Sunday 28 February 2021

Day 13, Monday, 1 March The amount you measure out

 

RETREAT IN LENT 2021

Day 13, Monday, 1 March 

The amount you measure out

The Old Testament is a story of peaks and troughs, high moments and low. The highs were the calling of Abraham, the formation of a community that would welcome the Messiah when he came, the establishment of Israel in ‘the promised land’ and the return from exile in Babylon. The lows were the rebellions in the desert, the wars, the abandonment of the covenant and the exile. Daniel (9:4-10), in exile, laments these disasters: ‘we have turned away.’
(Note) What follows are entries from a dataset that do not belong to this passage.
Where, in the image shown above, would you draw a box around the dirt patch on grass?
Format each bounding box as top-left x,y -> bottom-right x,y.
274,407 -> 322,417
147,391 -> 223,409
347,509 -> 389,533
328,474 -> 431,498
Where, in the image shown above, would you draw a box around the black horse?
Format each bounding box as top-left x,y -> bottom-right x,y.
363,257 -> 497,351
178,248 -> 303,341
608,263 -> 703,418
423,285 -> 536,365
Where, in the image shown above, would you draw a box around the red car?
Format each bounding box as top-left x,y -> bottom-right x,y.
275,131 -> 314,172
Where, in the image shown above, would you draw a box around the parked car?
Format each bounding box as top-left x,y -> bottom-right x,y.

But Daniel also knows the ‘mercy and pardon’ of God and his words are shot through with promise for the future. This promise is revealed in the reading from Luke (6:36-38); ‘your Father is compassionate. Be like him. The amount you measure out is the amount you will be given back’. The words are an echo of the Our Father; ‘forgive us as we forgive others.’

It is so clear that our happiness in is our own hands. We don’t have to be miserable - unless we choose to be! This may sound a ridiculous, even hurtful, thing to say when you consider the terrible lives some people are living. The internet shows us all sorts, for example; the Rohingya refugees adrift in the open seas, fleeing poverty and persecution, vulnerable to unscrupulous traffickers as well as the storms and cyclones and facing an unwelcome reception in the country to which they are fleeing.  And we can think too of the children in our own cities who live on the streets.

Some of our fellow human beings are forced into terrible conditions. Prophets and political leaders liken their experience to the Jews in Egypt or in the Babylonian captivity. Closer to home, we know people who live in stressful circumstances. I know it is easy to say, yet all these human circumstances can be improved or put right. Lent is a reminder that we ‘measure ourselves against the obstacle’ (Antoine de St Exupéry, Wind, Sand and Stars).  It is a time when we rouse ourselves to resist being crushed by circumstances we cannot control. When we do so we bring out the best in ourselves.